Francis Fukuyama: Economic Slowdown, Not Street Protests, the Real Threat to China's Rulers

Hong Kong pro-democracy protesters sit together on a curb after police removed most of the barricades surrounding the area they were occupying in the Causeway Bay district on Oct. 14, 2014. (Ed Jones/AFP/Getty Images)

In light of the continuing protests in Hong Kong, and ahead of Asia Society Northern California's upcoming (October 23) event on the future of democracy, ASNC reached out to distinguished author Francis Fukuyama, the featured speaker at the October 23 event, for his perspective on the pro-democracy demonstrations in Hong Kong and the pursuit of liberal democracy in the region.

Last spring, you said in an interview that China poses a challenge to liberal democracy but not necessarily a threat. Would you say the same today, after the summer's tensions in the South and East China Seas and the current conflict in Hong Kong over local autonomy versus control by Beijing?

I think that there is a significant chance of a military confrontation in East Asia. The level of nationalism in China, Japan, and South Korea has risen alarmingly in the past couple of years. I'm sure that none of the leaders of these countries will rationally choose conflict, but they may find events on the ground difficult to control. The problem is not one of these little islands, but the larger symbolic issue of who is the dominant power in East Asia.

Will the latter conflict continue — if not in Hong Kong, then in Xinjiang, Tibet, or even Taiwan?

I think that all authoritarian leaders are today very much attuned to the danger of new color revolutions of the sort that occurred in Ukraine or Egypt, and are determined not to let these get out of hand. I don't really see Xi giving anything to the Umbrella Revolution given his assertion of authority in the PRC itself, so I have great fears about the final outcome of this struggle. People in other parts of China will be encouraged should the students in Hong Kong succeed in winning concessions, and I suspect the Beijing leadership is fully conscious of this fact. Xinjiang is developing in a much more violent direction and will continue to boil away from the eyes of the international press.

You argue that China's political model is unsustainable because the rapid economic growth that the regime has promised in exchange for consent cannot last, and because the rising middle classes will make political demands that the regime cannot deliver. Is this partly what we are seeing in Hong Kong today? What do you see as China's future: refinement of the existing system, adoption of something like liberal democracy, collapse, or something else?

At the moment from all indications the Chinese middle class is relatively content with the CCP, since they have prospered under it. They would like a more open society in terms of information access and personal freedom, but I'm not sure they would want one-man, one-vote democracy too soon. All of this could change, however, when China's growth slows, as it inevitably will, and when they see their own opportunities for personal advancement blocked by favoritism and corruption.

It is very hard to predict future scenarios for China. From my standpoint, the optimal one would be for the CCP leadership to introduce a spreading rule of law and eventually come to accept real constraints on their own behavior, followed by a slow opening of the political system.
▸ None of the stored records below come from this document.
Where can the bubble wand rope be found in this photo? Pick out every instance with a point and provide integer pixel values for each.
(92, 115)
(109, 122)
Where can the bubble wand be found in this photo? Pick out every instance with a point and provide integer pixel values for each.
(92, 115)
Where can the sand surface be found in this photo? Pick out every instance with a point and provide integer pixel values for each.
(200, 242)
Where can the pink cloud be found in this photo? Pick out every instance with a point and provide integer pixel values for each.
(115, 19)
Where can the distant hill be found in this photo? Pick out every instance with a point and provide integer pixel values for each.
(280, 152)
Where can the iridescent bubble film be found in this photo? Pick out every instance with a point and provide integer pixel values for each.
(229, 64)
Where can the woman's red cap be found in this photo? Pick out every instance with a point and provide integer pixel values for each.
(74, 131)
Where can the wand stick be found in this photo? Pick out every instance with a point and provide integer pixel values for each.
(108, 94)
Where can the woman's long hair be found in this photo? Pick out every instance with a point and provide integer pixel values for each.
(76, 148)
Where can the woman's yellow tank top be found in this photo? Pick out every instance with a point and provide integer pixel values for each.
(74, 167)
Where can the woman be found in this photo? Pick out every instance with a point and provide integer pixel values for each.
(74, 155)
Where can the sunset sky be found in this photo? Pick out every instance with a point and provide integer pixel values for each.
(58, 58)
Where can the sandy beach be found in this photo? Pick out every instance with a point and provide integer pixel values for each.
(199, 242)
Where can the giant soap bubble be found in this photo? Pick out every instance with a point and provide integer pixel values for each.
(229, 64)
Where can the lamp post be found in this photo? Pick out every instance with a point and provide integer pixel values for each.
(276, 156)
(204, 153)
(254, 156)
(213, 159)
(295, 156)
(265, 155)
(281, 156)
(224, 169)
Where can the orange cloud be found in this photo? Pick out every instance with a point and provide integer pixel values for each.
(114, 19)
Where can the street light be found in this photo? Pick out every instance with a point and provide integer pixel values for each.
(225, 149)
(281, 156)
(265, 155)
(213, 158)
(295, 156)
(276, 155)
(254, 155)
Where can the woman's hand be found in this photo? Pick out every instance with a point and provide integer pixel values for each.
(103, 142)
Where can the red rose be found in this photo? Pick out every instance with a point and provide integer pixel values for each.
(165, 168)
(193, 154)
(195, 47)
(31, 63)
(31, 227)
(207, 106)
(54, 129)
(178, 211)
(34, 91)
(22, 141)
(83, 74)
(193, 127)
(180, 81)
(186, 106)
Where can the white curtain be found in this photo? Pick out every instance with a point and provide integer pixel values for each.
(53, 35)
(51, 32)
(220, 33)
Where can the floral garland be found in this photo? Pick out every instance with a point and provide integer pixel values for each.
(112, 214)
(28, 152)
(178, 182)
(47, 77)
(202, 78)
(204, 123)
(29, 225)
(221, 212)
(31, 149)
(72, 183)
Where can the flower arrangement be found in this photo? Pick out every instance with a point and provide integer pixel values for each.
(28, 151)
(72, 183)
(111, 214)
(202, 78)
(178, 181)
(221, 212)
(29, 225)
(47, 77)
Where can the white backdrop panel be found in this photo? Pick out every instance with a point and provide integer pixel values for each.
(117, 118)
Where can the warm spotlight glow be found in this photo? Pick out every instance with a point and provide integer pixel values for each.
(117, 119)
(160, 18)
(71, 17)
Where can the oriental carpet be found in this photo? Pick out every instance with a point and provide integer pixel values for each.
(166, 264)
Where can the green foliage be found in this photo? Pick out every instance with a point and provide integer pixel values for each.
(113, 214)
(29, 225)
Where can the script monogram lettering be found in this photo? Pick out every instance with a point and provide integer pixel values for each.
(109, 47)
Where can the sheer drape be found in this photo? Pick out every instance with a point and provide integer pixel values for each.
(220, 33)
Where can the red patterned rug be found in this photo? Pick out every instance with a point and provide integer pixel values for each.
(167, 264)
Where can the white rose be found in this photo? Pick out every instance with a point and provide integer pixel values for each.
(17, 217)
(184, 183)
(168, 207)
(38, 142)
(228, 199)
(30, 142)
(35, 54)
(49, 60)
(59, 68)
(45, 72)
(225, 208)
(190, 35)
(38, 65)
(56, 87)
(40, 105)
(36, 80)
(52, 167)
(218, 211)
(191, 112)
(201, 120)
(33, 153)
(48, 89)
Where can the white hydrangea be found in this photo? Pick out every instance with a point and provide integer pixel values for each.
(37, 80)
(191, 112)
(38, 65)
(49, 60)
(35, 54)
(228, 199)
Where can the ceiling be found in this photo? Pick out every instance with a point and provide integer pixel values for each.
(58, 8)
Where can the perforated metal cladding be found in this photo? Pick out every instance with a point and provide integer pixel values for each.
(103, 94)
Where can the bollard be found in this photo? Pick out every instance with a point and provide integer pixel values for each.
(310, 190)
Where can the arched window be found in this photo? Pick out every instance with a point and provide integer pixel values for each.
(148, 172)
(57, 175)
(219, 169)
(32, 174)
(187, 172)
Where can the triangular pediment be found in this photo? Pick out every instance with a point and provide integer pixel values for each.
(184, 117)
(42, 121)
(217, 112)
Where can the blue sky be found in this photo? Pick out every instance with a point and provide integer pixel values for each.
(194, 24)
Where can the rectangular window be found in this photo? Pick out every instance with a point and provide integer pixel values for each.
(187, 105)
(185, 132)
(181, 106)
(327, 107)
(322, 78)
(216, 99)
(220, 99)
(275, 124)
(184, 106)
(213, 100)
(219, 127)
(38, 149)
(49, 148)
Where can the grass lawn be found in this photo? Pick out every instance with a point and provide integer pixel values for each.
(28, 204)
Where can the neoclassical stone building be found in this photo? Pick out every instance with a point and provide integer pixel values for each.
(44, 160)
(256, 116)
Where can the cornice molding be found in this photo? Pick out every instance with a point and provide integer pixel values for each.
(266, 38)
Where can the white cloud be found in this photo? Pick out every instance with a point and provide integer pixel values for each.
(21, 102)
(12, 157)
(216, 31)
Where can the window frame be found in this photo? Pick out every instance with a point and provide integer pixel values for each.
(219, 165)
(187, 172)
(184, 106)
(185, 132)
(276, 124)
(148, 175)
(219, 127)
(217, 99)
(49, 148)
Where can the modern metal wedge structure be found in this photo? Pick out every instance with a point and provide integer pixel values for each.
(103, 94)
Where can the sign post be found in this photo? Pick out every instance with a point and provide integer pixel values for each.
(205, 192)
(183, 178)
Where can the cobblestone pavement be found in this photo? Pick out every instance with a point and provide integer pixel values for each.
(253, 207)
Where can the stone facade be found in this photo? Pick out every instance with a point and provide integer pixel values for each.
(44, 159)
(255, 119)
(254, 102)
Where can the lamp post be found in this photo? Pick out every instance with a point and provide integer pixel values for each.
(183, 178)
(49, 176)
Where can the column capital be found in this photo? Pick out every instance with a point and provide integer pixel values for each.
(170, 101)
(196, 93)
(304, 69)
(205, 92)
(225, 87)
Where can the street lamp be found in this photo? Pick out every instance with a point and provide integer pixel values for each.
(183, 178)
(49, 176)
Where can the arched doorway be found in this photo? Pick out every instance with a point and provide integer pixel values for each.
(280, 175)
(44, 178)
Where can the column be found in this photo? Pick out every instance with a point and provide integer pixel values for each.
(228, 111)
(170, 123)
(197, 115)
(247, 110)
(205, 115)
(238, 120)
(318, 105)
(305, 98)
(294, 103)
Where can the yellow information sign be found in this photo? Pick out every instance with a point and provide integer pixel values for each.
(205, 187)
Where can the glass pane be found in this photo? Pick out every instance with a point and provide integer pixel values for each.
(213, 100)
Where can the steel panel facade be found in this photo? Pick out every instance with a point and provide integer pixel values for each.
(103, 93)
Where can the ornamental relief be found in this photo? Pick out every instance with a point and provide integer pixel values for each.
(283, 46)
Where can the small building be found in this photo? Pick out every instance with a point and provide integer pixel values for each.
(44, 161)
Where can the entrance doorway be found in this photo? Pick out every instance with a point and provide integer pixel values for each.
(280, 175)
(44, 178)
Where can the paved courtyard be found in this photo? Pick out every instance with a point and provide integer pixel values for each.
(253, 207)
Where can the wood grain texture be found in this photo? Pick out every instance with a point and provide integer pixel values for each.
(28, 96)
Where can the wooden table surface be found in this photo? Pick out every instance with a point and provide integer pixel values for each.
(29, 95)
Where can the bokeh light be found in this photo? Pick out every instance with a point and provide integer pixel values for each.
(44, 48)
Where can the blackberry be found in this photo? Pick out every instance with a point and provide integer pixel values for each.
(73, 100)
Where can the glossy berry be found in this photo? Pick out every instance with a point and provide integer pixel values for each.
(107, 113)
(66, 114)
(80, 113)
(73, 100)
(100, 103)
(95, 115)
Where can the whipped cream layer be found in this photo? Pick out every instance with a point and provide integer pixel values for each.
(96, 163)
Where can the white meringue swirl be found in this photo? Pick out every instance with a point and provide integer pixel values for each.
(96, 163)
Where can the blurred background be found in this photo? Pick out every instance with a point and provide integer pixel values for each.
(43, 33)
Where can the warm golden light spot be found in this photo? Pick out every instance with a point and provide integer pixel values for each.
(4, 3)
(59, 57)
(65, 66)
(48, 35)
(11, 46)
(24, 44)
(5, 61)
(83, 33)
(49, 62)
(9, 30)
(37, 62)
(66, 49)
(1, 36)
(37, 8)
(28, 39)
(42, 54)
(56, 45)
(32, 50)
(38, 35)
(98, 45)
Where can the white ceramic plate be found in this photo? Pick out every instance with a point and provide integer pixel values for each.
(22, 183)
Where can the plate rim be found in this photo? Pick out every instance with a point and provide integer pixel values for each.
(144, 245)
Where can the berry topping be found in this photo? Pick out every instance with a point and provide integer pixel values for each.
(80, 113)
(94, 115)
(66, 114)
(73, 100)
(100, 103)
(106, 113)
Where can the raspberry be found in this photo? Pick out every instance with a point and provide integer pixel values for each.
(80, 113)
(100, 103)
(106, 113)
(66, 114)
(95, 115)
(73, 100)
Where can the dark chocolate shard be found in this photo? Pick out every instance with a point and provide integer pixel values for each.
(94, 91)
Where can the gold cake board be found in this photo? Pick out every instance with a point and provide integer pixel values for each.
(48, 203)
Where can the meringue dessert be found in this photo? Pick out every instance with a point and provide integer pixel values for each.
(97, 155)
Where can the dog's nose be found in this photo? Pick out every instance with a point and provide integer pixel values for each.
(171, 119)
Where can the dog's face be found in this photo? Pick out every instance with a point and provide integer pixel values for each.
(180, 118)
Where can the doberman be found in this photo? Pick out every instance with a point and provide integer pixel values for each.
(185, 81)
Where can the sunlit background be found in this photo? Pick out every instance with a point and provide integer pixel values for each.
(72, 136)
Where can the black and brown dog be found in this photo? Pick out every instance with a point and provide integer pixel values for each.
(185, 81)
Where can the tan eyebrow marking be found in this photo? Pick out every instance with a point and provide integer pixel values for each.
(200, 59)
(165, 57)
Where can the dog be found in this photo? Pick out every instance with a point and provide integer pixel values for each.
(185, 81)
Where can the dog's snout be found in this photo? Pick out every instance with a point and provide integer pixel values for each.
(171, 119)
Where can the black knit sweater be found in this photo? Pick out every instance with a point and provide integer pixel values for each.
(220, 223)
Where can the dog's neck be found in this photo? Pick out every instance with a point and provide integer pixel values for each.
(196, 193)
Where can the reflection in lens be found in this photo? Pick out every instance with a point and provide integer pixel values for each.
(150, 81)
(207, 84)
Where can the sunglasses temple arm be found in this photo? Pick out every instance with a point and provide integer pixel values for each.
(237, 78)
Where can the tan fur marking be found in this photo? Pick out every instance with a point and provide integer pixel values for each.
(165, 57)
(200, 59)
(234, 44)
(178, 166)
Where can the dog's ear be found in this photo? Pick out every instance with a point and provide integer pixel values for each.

This might start as intra-party competition at first, or the devolution of more genuine authority to local political units. But this gradualist scenario could be upended by any number of shocks, such as a rapidly slowing economy. And it is not clear that the current leadership has any intention of accepting more constraints on its own behavior.

'Political Order and Political Decay' by Francis FukuyamaIn contrast to your early works, Political Order and Political Decay talks a lot about decaying liberal democracies, especially in the U.S. — because of rising inequality, ineffective governance, and an increasingly sclerotic political system where checks and balances are hardening into gridlock. If the Chinese model is unsustainable and the U.S. is in decline, how can we believe that one is more stable than the other? Where will we be 50 years from now?

In a sense the real question about sustainability has to do with the system's ability to accept change. We believe that democracies are better at this because they can vote to remove bad leaders, but are often stuck in gridlock as we currently are in the United States.

China has a very different problem, which the Chinese have traditionally understood as the problem of the "Bad Emperor." A good emperor can do great things — consider the changes undertaken by Deng Xiaoping — but a bad emperor can do much more damage than in a constitutional democracy because there are no checks on his power. Xi is currently setting himself up as one of the most powerful emperors in recent years, and we have no idea at this point whether he will be a good or bad one. This is the huge risk for this kind of system.